Ethics Advisory Opinion No. 122
August 31, 2007
Issued By: City Attorney’s Office
May an employee accept contract employment with the city after retiring from city service?
A city employee is planning on retiring soon from city service. He has inquired whether he may seek or accept contract employment with the city after leaving city service as an employee.
III. The Ethics Code and Discussion of its Application
Division 3 of the city’s Ethics Code contains four provisions governing conduct of former city officials and employees in their interactions with the city. These provisions are discussed below:
A. Section 2-56: Subsequent Representation of Private Interests
Section 2-56 of the Ethics Code states:
A former city official or employee shall not represent for compensation any person, group, or private entity, other than himself or herself, or his or her spouse or minor children, before the city for a period of two (2) years after termination of his or her official duties.
The employee in this matter has inquired whether he could accept contract employment with the city after he has left city service. Section 2-56 would not prohibit this arrangement since the former employee would be retained to work on behalf of the city, rather than representing the interests of an outside client.

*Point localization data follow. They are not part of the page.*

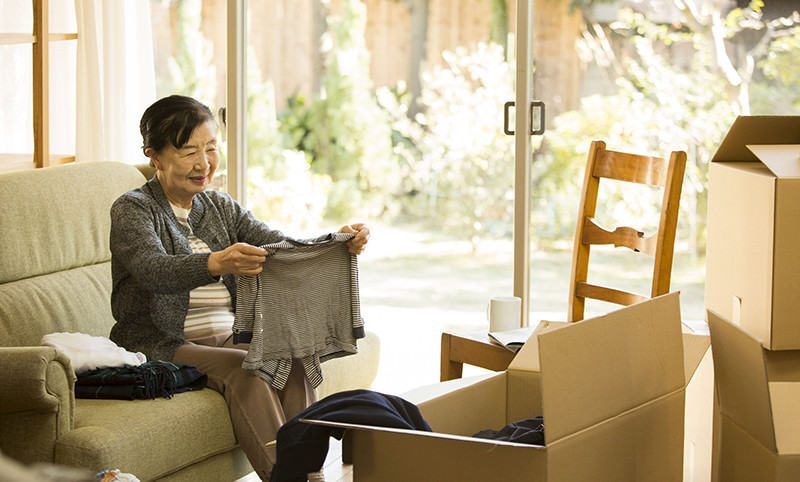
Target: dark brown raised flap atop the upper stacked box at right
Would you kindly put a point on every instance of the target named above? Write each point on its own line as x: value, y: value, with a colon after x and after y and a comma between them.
x: 757, y: 130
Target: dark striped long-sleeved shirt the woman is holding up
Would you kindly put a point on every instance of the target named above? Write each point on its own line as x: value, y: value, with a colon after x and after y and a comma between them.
x: 303, y: 305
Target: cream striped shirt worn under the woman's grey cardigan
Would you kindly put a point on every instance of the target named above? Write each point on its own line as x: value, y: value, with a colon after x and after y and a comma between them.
x: 210, y: 306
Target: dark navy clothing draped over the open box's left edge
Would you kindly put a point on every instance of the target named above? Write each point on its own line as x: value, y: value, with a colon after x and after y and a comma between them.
x: 301, y: 447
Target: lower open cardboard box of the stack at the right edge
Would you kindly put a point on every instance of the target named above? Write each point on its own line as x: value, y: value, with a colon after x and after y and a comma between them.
x: 759, y: 407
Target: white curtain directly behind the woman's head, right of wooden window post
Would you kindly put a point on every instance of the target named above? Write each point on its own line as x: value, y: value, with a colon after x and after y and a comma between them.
x: 115, y: 79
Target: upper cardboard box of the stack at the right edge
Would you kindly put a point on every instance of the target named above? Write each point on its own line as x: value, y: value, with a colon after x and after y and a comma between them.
x: 752, y: 265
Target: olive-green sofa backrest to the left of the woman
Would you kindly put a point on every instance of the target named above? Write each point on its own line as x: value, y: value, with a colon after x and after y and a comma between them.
x: 55, y: 271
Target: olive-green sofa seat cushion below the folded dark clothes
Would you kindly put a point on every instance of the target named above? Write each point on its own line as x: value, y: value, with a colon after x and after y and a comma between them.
x: 130, y: 435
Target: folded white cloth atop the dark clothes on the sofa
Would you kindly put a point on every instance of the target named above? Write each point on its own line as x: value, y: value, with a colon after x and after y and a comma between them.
x: 87, y: 352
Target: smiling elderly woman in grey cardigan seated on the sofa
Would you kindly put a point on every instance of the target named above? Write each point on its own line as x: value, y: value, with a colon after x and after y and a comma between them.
x: 176, y: 249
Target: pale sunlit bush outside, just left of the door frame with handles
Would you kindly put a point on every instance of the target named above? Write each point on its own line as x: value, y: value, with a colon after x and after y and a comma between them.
x: 460, y: 169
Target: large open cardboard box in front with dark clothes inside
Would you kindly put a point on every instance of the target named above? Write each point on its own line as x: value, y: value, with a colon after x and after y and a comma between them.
x: 610, y: 389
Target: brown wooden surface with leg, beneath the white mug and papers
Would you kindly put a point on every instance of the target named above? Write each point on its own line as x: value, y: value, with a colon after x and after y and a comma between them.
x: 474, y: 348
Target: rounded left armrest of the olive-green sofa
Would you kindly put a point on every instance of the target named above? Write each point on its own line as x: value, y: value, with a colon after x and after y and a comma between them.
x: 37, y: 401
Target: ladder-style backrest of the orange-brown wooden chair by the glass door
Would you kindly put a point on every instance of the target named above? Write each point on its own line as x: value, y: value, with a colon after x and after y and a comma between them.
x: 666, y: 174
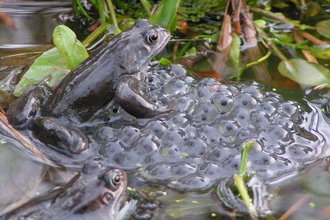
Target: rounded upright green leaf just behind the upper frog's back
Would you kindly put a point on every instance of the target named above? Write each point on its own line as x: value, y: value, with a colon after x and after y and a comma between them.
x: 69, y: 47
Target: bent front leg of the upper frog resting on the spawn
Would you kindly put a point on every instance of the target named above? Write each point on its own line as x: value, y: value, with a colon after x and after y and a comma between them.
x: 132, y: 101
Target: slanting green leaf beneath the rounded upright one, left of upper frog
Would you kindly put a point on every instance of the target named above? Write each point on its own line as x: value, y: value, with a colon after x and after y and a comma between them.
x: 49, y: 63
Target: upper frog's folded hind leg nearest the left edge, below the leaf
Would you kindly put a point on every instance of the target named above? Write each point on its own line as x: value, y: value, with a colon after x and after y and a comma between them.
x: 27, y: 106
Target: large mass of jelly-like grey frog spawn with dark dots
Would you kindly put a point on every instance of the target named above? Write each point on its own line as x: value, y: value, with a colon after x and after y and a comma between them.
x: 199, y: 143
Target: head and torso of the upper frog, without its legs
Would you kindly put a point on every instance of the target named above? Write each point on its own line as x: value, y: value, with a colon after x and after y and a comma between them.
x: 93, y: 84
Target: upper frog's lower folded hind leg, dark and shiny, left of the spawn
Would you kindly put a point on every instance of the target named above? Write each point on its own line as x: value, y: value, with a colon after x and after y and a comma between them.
x: 62, y: 138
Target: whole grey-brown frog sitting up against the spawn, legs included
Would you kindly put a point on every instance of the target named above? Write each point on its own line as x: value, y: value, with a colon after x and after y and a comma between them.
x: 113, y: 72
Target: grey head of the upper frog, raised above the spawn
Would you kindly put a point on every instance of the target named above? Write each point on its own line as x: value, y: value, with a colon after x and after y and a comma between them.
x: 143, y: 41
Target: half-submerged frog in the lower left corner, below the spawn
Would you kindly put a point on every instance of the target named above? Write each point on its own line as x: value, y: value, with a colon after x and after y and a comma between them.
x: 96, y: 193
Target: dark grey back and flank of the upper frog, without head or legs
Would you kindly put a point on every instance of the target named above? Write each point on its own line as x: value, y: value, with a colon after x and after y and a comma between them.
x: 91, y: 85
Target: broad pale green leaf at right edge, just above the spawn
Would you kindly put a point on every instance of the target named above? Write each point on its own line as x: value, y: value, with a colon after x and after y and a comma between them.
x: 305, y: 73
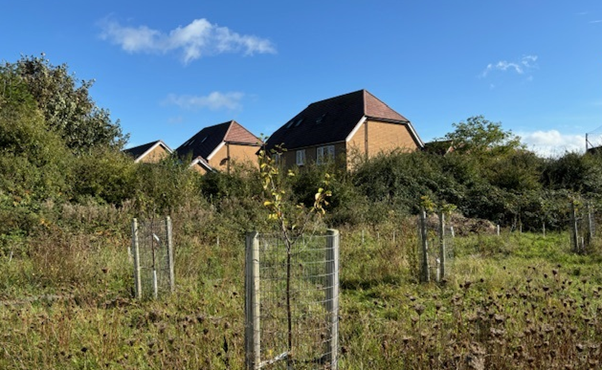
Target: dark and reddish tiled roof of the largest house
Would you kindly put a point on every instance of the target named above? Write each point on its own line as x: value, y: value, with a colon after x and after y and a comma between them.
x: 332, y: 120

B. Section 2-57: Prior Participation in the Negotiation, Award or Administration of Contracts
Section 2-57 of the Ethics Code states:
A former city official or employee may not, within two (2) years of the termination of official duties for the City, perform work on a compensated basis relating to a discretionary contract, if he or she personally and substantially participated in the negotiation, award, or administration of the contract.

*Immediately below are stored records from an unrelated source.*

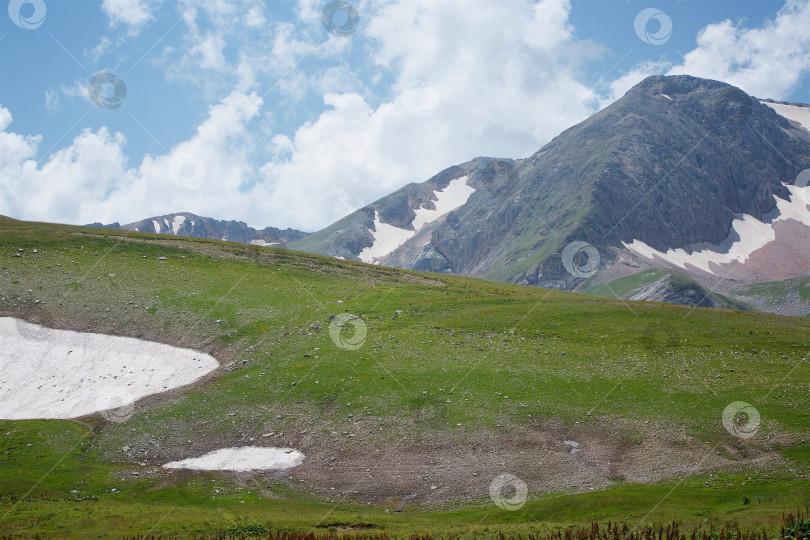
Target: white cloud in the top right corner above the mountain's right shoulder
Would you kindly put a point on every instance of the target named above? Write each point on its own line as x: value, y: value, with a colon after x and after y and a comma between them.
x: 766, y: 62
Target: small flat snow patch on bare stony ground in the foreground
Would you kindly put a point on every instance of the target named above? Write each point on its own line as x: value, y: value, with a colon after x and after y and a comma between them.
x: 245, y: 458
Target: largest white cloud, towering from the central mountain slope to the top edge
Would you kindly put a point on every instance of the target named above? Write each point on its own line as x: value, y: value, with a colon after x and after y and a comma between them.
x: 505, y: 79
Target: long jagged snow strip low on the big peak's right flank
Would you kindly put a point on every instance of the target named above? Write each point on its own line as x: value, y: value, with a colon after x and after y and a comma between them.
x: 753, y: 235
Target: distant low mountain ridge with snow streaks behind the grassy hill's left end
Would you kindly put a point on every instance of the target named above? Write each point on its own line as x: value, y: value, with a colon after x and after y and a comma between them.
x: 188, y: 224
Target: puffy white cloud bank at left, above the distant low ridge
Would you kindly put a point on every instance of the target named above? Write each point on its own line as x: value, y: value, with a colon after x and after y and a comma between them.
x: 90, y: 180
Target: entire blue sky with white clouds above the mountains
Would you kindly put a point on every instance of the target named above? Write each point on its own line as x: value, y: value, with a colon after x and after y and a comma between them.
x: 253, y: 110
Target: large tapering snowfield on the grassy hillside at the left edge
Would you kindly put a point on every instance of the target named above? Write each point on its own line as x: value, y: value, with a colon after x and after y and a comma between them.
x: 47, y: 373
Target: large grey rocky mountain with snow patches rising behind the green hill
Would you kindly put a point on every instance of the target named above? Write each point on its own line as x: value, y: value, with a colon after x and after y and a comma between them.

Section 2-57 would prohibit the employee from accepting employment in the private sector which involved work related to any city contract in which the participated as a city employee. This prohibition would apply for two years after leaving city service.
This section would also, while the employee is still working for the city, prohibit him from negotiating contract that would be carried out after he had left city service. However, once the employee leaves city service, he could contact city personnel and negotiate a contract with the city to provide services to the city.
C. Section 2-58: Prohibited Interests in Discretionary Contracts
Section 2-58 of the Ethics Code states:
Within one (1) year of the termination of official duties, a former city officer or employee shall neither have a financial interest, direct or indirect, in any discretionary contract with the City, nor have a financial interest, direct or indirect, in the sale to the City of any land, materials, supplies, or service.
This provision applies only to former employees who had been required to fill out the annual financial disclosure form under Section 2-73 of the Ethics Code. Even for those employees, this provision does not apply to contracts for professional services. Because the employee in this inquiry has not been in a category of employees who are required to submit financial disclosure reports under Section 2-73, Section 2-58 is not applicable to his inquiry.
D. Section 2-55: Continuing Confidentiality
Section 2-55 of the Ethics Code states:
A former city official or employee shall not use or disclose confidential government information acquired during service as a city official or employee. This rule does not prohibit:
(a) any disclosure that is no longer confidential by law; or
(b) the confidential reporting of illegal or unethical conduct to authorities designated by law.
Under this provision, the former employee must keep confidential any information learned while serving the city. Further, such information cannot be used in any way to further the private interests of the employee or any private sector employer of the employee.
The employee may not represent the private interests of any person, group or entity for compensation for a period of two years after leaving city employment. He may seek to be individually retained by contract to provide services to the city after he has left city service. Such a contract, though, cannot be negotiated until he has terminated his employment with city.